Мэйв озадаченно потерла ладонями щеки.

– Команчи это ведь, кажется индейцы в Северной Америке, нет?

– Так называют бандократические участки, – пояснила Люси, жуя сэндвич. – Они получаются при затяжных локальных войнах или ещё при какой-нибудь фигне. Общественный порядок рассыпается, и у людей нет ни защиты от бандитизма, ни возможности для нормального бизнеса или нормальной работы по найму.

– Толково сказано, – согласился Грэм, – но кто арбитр? Если это тот, кто собрался оккупировать территорию, то с чего бы верить в его объективность?

– А кто, по-твоему, может быть арбитром? – Спросил Хаген, закуривая сигарету.

– Для этого существует ООН, – заметила Джес.

Хаген фыркнул и махнул рукой.

– Не смеши меня, гло. ООН – это зоопарк живых ископаемых.

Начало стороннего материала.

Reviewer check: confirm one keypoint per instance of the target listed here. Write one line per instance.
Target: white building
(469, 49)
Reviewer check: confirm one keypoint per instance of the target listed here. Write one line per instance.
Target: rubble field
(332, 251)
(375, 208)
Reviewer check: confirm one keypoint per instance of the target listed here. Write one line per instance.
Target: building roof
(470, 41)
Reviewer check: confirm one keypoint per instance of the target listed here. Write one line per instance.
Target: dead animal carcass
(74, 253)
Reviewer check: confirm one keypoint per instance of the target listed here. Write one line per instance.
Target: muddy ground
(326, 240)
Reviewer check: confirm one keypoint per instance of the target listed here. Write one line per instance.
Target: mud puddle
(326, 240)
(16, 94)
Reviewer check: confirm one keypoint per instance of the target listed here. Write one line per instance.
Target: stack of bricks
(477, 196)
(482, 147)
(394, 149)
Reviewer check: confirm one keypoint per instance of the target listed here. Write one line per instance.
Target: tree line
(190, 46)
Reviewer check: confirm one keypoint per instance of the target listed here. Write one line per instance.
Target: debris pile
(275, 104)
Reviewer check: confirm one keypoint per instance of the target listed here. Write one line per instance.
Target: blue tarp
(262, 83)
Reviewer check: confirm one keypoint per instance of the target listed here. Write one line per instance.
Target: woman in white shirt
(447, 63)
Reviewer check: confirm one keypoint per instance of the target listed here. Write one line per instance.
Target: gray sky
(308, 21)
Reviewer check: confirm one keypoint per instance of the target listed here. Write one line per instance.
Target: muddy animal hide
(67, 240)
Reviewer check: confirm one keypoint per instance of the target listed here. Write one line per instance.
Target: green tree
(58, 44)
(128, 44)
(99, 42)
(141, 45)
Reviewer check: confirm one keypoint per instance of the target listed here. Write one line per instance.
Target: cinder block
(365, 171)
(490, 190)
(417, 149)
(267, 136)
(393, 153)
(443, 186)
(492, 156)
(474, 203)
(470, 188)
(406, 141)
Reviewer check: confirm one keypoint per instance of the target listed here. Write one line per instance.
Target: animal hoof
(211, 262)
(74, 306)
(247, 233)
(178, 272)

– Это только у вас в Меганезии так считают, – возразила Риче.

– А ты считаешь, что ООН компетентно? – Иронично поинтересовалась Люси. – Ты не видела список их комитета по миротворчеству? Почитай. Welcome to the real world.

Кевин, начав не спеша набивать табаком глиняную трубку, купленную на местном маленьком рынке, многозначительно произнес:

– Допустим, все, кому это выгодно, поделили между собой все территории команчей. Делить больше нечего, а аппетит, как мы знаем, приходит во время еды. И кому-то приходит в голову мысль: специально создать территорию команчей в какой-нибудь вкусной стране, чтобы потом её присвоить по уже сложившейся практике.

– Это фантазии, – заметил Аристо. – Вроде всемирного заговора зеленых человечков.

– Страна называется Франция, – уточнил Кевин.

– По-моему, – сказала Люси. – Ты путаешь захват территорий, раздел сфер влияния и конкуренцию за гуманитарный ресурс. Это три разные вещи. Прикинь?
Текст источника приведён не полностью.